A total of 478 patients met eligibility criteria. Baseline clinical and surgical characteristics of the study cohort are presented in Table 2 and outcomes are presented in Table 3. Thirty-seven percent of the patient cohort was female, and the mean age was 56.4 ± 11.7 years (mean ± standard deviation). The signs and symptoms of the patients were varied, but most patients experienced hand numbness (88.5%) and weakness (86.6%). An anterior surgical approach was the choice of treatment in 62.3% of cases, while three possible posterior surgical approaches were employed: laminectomy alone, laminectomy with fusion, and laminoplasty. Generally, the functional status of patients improved after surgery, with the mean mJOA rising from 12.7 at baseline to 15.2 post-operatively.

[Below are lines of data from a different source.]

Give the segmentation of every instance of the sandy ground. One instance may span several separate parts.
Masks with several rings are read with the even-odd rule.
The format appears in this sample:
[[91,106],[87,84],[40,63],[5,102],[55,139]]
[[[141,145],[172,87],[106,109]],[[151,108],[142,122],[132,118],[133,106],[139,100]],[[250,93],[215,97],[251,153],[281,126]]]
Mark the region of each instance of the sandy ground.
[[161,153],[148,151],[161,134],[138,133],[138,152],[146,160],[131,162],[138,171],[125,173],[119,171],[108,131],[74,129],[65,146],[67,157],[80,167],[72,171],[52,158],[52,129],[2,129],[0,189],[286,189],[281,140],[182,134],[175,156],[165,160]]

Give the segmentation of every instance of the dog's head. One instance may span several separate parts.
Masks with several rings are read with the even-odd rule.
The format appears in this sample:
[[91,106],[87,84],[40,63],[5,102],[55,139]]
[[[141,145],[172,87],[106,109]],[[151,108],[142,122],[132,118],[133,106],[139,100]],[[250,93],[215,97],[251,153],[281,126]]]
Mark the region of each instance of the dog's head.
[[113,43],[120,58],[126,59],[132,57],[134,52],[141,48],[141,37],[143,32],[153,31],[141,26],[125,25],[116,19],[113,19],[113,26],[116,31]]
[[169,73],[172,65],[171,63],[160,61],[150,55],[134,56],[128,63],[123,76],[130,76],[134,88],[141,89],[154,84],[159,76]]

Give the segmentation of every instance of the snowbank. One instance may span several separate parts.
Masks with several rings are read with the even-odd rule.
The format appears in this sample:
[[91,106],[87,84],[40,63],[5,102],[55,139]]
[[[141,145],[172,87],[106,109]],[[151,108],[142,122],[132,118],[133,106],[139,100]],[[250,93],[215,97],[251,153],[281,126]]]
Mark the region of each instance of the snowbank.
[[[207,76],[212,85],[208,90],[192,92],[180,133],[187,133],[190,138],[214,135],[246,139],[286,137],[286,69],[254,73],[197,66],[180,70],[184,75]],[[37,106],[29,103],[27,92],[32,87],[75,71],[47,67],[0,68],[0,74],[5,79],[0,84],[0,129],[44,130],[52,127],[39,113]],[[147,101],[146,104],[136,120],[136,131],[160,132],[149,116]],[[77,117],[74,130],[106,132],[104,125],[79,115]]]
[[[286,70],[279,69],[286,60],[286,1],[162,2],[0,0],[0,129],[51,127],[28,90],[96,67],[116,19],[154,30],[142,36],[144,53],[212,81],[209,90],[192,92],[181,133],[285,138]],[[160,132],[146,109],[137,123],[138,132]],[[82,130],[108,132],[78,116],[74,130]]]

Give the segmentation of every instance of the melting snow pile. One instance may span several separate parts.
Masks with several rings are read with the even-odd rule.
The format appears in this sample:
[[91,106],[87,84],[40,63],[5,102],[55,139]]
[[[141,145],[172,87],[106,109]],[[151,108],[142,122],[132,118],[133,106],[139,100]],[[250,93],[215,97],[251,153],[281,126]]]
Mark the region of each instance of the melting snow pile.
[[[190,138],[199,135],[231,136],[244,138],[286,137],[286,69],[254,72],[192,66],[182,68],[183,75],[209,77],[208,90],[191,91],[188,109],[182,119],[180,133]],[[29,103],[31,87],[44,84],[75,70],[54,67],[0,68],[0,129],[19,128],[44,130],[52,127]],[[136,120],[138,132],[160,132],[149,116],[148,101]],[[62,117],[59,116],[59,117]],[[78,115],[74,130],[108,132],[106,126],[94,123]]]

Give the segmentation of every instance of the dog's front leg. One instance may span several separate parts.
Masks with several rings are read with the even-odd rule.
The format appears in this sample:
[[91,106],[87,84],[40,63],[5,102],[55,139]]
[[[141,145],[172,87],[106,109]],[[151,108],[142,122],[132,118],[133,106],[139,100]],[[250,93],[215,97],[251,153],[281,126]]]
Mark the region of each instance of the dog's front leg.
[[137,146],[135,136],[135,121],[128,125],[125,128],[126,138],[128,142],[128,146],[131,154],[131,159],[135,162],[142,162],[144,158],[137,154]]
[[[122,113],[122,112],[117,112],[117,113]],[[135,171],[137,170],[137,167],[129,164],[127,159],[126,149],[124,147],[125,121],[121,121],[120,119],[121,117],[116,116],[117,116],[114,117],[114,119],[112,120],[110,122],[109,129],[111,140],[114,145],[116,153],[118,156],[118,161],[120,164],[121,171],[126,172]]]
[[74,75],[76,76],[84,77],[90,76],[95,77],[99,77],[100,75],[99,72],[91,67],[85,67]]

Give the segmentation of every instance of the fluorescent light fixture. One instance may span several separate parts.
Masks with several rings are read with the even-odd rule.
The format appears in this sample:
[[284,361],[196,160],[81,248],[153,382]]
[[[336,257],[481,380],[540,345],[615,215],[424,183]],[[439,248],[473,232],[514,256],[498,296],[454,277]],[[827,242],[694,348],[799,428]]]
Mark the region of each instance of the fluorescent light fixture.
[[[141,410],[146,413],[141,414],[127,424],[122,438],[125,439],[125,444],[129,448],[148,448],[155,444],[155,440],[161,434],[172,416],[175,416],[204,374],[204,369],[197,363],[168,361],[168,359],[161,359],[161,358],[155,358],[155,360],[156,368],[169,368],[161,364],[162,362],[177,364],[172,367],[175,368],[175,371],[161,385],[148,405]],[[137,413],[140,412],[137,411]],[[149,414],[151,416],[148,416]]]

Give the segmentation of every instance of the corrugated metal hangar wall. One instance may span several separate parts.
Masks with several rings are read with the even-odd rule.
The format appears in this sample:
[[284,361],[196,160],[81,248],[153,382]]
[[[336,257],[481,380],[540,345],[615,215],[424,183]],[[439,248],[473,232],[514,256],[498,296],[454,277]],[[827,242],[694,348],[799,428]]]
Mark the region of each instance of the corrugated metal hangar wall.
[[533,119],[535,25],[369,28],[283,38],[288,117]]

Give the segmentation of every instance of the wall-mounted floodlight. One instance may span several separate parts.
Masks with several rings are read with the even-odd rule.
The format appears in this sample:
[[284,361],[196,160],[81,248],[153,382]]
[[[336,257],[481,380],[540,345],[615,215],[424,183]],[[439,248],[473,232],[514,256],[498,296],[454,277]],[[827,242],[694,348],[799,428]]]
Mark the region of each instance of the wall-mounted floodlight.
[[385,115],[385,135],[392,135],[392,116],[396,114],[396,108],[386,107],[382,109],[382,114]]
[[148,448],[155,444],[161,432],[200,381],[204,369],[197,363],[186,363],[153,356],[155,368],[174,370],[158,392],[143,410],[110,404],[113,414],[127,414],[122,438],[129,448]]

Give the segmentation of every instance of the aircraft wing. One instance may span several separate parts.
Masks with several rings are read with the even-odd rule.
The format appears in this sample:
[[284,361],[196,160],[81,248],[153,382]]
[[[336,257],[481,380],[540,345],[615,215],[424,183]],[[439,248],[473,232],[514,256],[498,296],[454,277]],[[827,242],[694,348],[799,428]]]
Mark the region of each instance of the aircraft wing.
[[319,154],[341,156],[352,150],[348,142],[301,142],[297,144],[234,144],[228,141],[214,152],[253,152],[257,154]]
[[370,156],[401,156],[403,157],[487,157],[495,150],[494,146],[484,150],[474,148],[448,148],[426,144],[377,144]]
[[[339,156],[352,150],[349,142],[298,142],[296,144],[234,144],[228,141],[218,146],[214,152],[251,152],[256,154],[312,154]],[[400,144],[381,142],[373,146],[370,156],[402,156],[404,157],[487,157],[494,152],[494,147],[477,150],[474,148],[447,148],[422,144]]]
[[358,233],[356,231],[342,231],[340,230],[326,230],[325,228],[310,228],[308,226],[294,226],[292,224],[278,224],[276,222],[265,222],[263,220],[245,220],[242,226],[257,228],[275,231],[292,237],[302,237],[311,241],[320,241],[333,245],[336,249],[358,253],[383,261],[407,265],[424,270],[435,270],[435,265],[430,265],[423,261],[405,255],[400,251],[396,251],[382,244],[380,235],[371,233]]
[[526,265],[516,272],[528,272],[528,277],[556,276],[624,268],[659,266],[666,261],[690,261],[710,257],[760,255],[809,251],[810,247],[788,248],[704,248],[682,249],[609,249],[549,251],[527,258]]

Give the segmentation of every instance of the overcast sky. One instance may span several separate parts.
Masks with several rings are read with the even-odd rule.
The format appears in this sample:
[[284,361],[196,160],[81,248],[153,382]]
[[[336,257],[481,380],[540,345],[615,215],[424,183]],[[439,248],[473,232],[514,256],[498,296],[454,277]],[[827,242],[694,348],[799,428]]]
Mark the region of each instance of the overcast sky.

Table 2 Baseline clinical and surgical characteristics of the patient cohort.
Table 3 Summary of 2-year outcomes of the patient cohort, represented using mean ± standard deviation. Δ denotes the change at 2-years relative to baseline.

Three significant latent variables were identified by PLS. Bootstrap ratios for predictors and outcomes for each latent variable are presented in Table 4. The first latent variable (Fig. 1) demonstrated that the phenotype of patient with intrinsic hand muscle atrophy (z = − 3.33, p < 0.001) treated by a surgical approach other than laminectomy alone (z = 4.51, p < 0.001) had greater improvement at 2 years in physical health-related QOL, including the Physical Component Summary (z = − 9.98, p < 0.001), Physical Functioning (z = − 5.35, p < 0.001), and Role Physical (z = − 5.51, p < 0.001) domains of the SF-36. Figure 2 plots the second latent variable. This revealed that patients with respiratory (z = 3.43, p < 0.001), rheumatologic (z = 4.59, p < 0.001), and psychological (z = 4.09, p < 0.001) comorbidities had poorer improvement in functional status post-operatively, as measured by the mJOA scale (z = 7.26, p < 0.001). Finally, in the third latent variable (Fig. 3), a phenotype of a patient with more severe myelopathy at presentation (lower mJOA) (z = − 8.80, p < 0.001) presenting with a history of gait impairment (z = 4.59, p < 0.001) and exam findings of a broad-based, unstable gait (z = 3.66, p < 0.001) was associated with poorer mental health-related QOL, as evaluated by change in the Mental Component Summary (z = − 7.44, p < 0.001), Mental Health (z = − 7.25, p < 0.001), Vitality (z = − 3.66, p < 0.001), and Social Functioning (z = − 3.81, p < 0.001) domains of the SF-36 at 2 years.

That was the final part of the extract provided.